Apesar de existirem inúmeras diferenças (a começar por aquelas de estilo) entre os vários tipos de romance de formação, a articulação que proporei neste estudo baseia-se fundamentalmente nas diferenças de enredo: as mais pertinentes, acredito, para entender a essência — retórica e ideológica — de uma cultura histórico-narrativa. Diferenças de enredo, ou para ser mais preciso, diferenças no modo como o enredo chega até a instituição do sentido. Seguindo, em boa medida, a conceituação de Lotman, podemos exprimir essa diferença como variação do valor de dois princípios organizadores do texto: o princípio de “classificação” e o princípio de “transformação”. Sempre presentes em uma obra narrativa, esses dois princípios têm, normalmente, um peso desigual e são inversamente proporcionais um em relação ao outro: como veremos, a prevalência de uma estratégia retórica sobre a outra implica, em particular nas suas formas extremas, opções de valor profundamente diferentes e comportamentos até opostos em relação à modernidade.

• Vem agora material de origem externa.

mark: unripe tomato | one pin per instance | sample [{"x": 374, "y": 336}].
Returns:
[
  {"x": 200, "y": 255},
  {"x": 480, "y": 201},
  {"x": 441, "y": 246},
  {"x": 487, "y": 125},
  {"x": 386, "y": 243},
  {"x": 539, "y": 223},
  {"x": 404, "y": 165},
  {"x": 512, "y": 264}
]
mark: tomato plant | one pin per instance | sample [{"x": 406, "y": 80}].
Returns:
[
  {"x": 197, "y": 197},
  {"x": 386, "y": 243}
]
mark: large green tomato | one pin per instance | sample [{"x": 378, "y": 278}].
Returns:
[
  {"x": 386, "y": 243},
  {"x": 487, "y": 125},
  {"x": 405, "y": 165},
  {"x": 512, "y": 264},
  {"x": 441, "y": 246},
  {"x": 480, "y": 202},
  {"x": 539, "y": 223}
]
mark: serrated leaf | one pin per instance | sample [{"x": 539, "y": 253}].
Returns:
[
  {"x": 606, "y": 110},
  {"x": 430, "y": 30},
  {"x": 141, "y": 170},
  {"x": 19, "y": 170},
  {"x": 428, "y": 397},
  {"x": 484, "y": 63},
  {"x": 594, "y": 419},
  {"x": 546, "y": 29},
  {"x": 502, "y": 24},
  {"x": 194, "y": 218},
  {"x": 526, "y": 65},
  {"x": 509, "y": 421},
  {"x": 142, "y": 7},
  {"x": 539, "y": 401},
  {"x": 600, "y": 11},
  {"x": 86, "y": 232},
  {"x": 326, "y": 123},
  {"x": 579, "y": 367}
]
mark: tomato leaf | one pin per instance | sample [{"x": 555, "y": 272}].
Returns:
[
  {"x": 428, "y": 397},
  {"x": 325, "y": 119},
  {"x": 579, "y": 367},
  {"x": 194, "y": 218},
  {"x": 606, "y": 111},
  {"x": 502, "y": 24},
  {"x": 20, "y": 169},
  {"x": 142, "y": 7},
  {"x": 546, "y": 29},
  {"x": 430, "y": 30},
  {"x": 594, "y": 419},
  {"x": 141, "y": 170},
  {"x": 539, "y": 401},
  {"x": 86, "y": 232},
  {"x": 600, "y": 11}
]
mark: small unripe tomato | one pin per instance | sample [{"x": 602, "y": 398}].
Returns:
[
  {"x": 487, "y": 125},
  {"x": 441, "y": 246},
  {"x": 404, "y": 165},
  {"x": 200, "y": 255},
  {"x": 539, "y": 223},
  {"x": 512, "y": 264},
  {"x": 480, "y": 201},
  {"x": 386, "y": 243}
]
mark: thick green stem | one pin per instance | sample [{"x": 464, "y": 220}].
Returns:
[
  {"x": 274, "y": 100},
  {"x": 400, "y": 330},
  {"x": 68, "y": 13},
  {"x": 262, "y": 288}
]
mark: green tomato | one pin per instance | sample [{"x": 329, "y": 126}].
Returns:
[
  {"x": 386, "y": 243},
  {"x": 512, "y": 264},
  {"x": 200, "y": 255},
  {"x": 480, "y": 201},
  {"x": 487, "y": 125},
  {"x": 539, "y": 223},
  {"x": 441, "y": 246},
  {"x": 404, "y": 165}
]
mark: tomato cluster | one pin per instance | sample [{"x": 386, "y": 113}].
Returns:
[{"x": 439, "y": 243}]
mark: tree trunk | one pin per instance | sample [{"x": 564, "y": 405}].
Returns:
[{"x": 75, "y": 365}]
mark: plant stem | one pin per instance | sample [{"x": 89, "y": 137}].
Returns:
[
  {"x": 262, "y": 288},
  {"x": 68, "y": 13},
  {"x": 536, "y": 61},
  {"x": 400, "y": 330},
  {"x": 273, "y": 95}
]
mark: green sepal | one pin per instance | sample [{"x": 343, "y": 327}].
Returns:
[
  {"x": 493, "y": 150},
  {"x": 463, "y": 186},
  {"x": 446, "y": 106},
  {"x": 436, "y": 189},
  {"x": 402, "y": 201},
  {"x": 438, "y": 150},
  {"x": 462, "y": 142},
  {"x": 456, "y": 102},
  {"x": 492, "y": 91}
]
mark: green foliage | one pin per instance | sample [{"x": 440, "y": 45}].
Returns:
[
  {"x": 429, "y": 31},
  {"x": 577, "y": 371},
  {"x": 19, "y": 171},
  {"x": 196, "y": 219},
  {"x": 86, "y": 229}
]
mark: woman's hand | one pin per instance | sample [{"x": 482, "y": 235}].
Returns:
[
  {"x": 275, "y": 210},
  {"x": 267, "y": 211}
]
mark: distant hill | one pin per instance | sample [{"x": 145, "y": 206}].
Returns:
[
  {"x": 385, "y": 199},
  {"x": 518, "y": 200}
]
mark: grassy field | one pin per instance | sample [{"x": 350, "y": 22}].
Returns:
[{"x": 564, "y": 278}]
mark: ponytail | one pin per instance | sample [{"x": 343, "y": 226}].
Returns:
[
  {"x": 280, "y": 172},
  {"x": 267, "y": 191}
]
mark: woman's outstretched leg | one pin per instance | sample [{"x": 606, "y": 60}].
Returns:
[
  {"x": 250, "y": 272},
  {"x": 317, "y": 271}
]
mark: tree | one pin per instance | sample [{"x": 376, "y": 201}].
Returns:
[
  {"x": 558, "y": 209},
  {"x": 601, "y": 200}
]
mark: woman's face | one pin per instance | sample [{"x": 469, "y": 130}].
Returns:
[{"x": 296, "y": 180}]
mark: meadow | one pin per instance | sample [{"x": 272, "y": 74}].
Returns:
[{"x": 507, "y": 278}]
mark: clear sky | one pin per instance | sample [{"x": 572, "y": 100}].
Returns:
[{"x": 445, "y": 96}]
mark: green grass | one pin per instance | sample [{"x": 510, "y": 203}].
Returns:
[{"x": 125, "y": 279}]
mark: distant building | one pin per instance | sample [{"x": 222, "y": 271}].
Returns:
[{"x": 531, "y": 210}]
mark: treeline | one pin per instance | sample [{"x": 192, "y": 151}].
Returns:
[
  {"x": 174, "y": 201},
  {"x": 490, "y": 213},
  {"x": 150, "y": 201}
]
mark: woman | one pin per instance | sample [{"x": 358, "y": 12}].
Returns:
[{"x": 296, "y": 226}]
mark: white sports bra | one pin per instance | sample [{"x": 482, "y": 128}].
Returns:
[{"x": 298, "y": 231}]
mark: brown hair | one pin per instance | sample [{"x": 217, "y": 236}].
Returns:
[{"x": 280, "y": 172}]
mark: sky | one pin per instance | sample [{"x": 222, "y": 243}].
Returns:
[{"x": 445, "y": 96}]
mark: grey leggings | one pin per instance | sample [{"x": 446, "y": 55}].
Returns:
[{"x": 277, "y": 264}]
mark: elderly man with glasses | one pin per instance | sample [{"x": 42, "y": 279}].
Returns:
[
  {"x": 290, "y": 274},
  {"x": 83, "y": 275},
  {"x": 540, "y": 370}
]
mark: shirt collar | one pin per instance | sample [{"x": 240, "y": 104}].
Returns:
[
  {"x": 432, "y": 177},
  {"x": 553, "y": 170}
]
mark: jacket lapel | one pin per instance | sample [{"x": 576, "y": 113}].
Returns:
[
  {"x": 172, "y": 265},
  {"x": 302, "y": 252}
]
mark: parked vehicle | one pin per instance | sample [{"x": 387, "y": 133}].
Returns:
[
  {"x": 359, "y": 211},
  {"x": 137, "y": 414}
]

Quando prevalece o primeiro — como no “romance familiar” da tradição inglesa e na forma clássica do Bildungsroman —, as transformações narrativas encontram o seu sentido em um desfecho marcado: aquele em que é possível instituir uma classificação diferente da inicial, mas absolutamente clara e estável; definitiva. Essa retórica teleológica — o que dá sentido aos eventos é sempre e somente o seu objetivo — é o equivalente narrativo do pensamento hegeliano, ao qual se liga, aliás, uma considerável vocação normativa: os eventos adquirem sentido ao conduzir a narrativa a um único objetivo.

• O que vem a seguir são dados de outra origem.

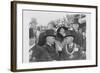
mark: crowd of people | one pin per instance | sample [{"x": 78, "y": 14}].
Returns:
[{"x": 58, "y": 43}]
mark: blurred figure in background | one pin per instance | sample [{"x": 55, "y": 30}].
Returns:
[
  {"x": 78, "y": 36},
  {"x": 32, "y": 31},
  {"x": 61, "y": 33},
  {"x": 71, "y": 50}
]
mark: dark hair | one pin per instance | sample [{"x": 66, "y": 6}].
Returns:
[
  {"x": 42, "y": 39},
  {"x": 59, "y": 36}
]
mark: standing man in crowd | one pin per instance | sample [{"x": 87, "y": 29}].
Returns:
[{"x": 46, "y": 51}]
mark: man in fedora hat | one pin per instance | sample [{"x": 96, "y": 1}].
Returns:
[{"x": 71, "y": 50}]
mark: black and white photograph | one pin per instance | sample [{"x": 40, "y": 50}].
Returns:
[
  {"x": 53, "y": 36},
  {"x": 56, "y": 36}
]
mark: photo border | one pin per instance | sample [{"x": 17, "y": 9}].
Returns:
[{"x": 14, "y": 35}]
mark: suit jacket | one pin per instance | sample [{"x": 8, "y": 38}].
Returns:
[{"x": 39, "y": 54}]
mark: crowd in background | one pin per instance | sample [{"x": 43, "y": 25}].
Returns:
[{"x": 65, "y": 36}]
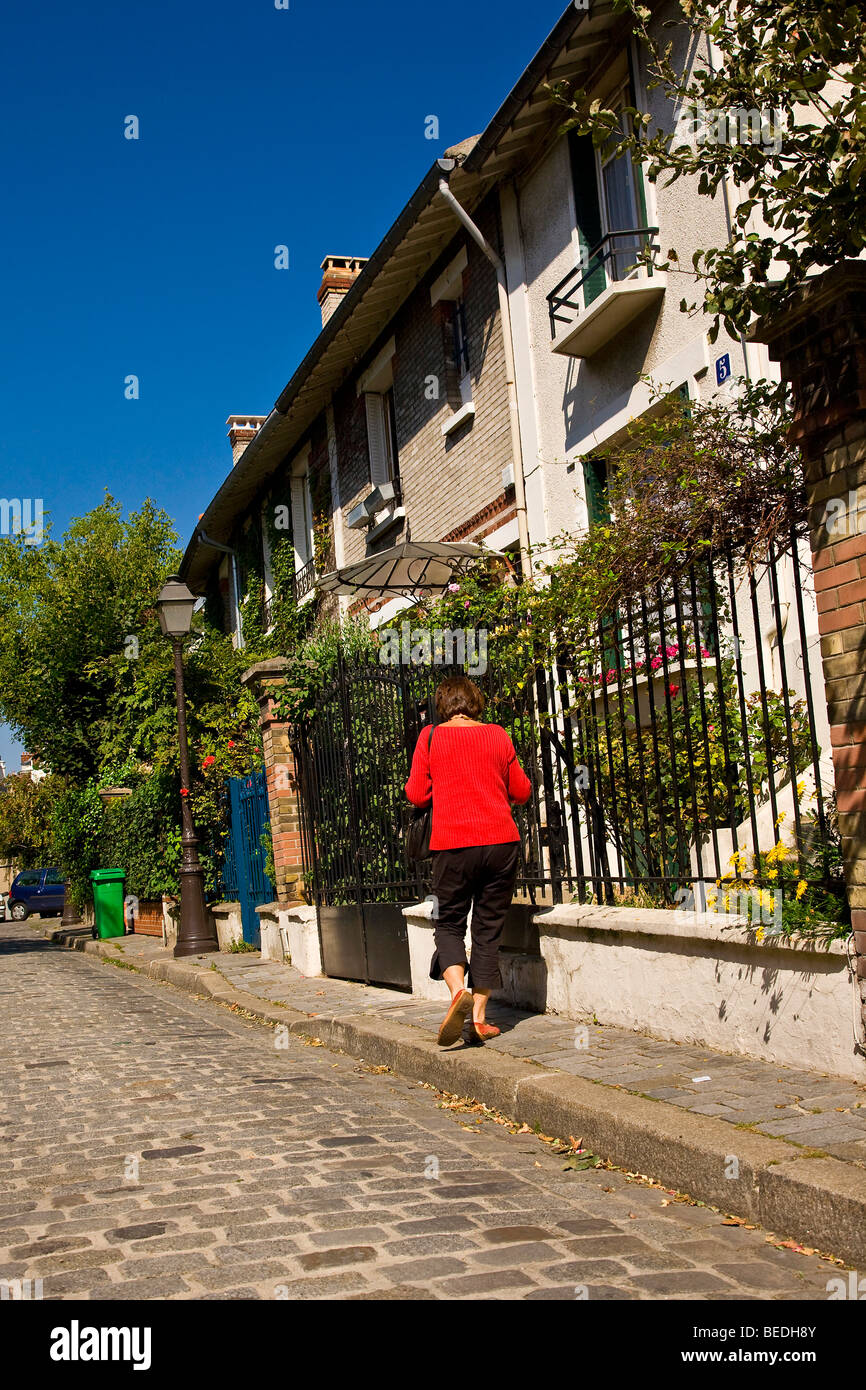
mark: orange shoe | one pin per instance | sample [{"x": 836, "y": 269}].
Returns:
[{"x": 456, "y": 1016}]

Em suma, sob o domínio da classificação, uma narrativa possui tanto mais sentido quanto mais radicalmente ela conseguir suprimir-se enquanto narrativa. Sob o signo da transformação — como na esteira de Stendhal-Púchkin, e naquela que começa em Balzac e vai até Flaubert —, prevalece o contrário; aquilo que confere sentido à narrativa é a sua “narratividade”, o seu estado de processo open-ended. O sentido não decorre da realização de uma teleologia, mas sim, como em Darwin, do mais absoluto repúdio a tal solução. O final, que era o segmento narrativo predileto da mentalidade classificatória, transforma-se aqui no momento mais pobre de sentido: o final inacabado de Onêguin, aquelas insolentes arbitrariedades de Stendhal, as protelações infinitas da Comédia humana. Aqui estão alguns dos muitos exemplos de uma lógica narrativa segundo a qual o sentido de uma história consiste exatamente na impossibilidade de poder “estabelecê-lo”.

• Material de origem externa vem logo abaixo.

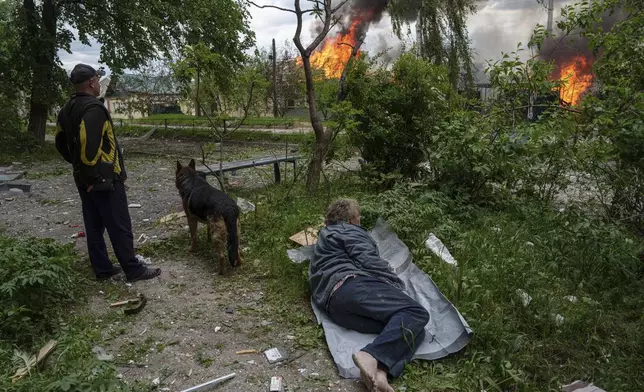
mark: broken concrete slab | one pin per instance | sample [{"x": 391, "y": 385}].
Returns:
[
  {"x": 580, "y": 386},
  {"x": 11, "y": 176},
  {"x": 6, "y": 187}
]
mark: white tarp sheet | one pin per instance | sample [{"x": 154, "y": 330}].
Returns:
[{"x": 446, "y": 333}]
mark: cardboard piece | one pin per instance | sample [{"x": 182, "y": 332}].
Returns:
[{"x": 308, "y": 236}]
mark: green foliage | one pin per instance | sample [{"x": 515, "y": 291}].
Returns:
[
  {"x": 400, "y": 110},
  {"x": 614, "y": 120},
  {"x": 38, "y": 277},
  {"x": 547, "y": 253}
]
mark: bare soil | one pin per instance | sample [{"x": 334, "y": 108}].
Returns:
[{"x": 195, "y": 321}]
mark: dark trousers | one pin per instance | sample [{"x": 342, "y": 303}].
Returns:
[
  {"x": 369, "y": 305},
  {"x": 109, "y": 210}
]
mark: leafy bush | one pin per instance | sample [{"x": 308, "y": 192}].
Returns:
[
  {"x": 37, "y": 277},
  {"x": 400, "y": 111}
]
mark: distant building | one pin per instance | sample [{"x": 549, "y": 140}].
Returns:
[{"x": 136, "y": 96}]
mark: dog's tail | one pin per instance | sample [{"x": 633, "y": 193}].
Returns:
[{"x": 232, "y": 227}]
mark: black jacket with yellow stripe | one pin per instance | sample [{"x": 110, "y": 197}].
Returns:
[{"x": 85, "y": 138}]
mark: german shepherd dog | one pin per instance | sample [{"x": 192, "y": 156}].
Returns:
[{"x": 204, "y": 203}]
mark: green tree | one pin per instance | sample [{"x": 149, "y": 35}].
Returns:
[
  {"x": 443, "y": 31},
  {"x": 131, "y": 32},
  {"x": 327, "y": 14}
]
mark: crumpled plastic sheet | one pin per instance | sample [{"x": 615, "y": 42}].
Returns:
[{"x": 447, "y": 332}]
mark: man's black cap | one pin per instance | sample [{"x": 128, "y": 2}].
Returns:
[{"x": 83, "y": 72}]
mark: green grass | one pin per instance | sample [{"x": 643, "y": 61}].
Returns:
[
  {"x": 187, "y": 120},
  {"x": 42, "y": 297},
  {"x": 28, "y": 155},
  {"x": 513, "y": 347},
  {"x": 201, "y": 134}
]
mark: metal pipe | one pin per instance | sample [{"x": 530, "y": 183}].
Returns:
[{"x": 210, "y": 383}]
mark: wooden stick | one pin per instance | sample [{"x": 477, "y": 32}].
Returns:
[
  {"x": 35, "y": 360},
  {"x": 241, "y": 352}
]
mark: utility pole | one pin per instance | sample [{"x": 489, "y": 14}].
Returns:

As antíteses entre os dois modelos, naturalmente, são infinitas. O primeiro, por exemplo, é o romance do casamento: ato classificatório e definitivo por excelência, sublimado em um princípio abstrato, ao final do nosso percurso, por Daniel Deronda de George Eliot, que não se casa mais com uma mulher, mas sim com uma cultura classificatória e normativa. O outro modelo é o romance do adultério: relação inconcebível pela tradição anglo-americana (na qual ele é completamente ausente e pode aparecer somente como a força devastadora e funesta d’As afinidades eletivas ou de O morro dos ventos uivantes), e que se torna aqui, ao contrário, habitat natural de uma existência dedicada à instabilidade: até chegar ao ponto de se dissolver com o Frédéric Moreau flaubertiano, que, em perfeito paralelismo com Daniel Deronda, não comete mais adultério com uma mulher, mas sim com o simples princípio da indeterminação.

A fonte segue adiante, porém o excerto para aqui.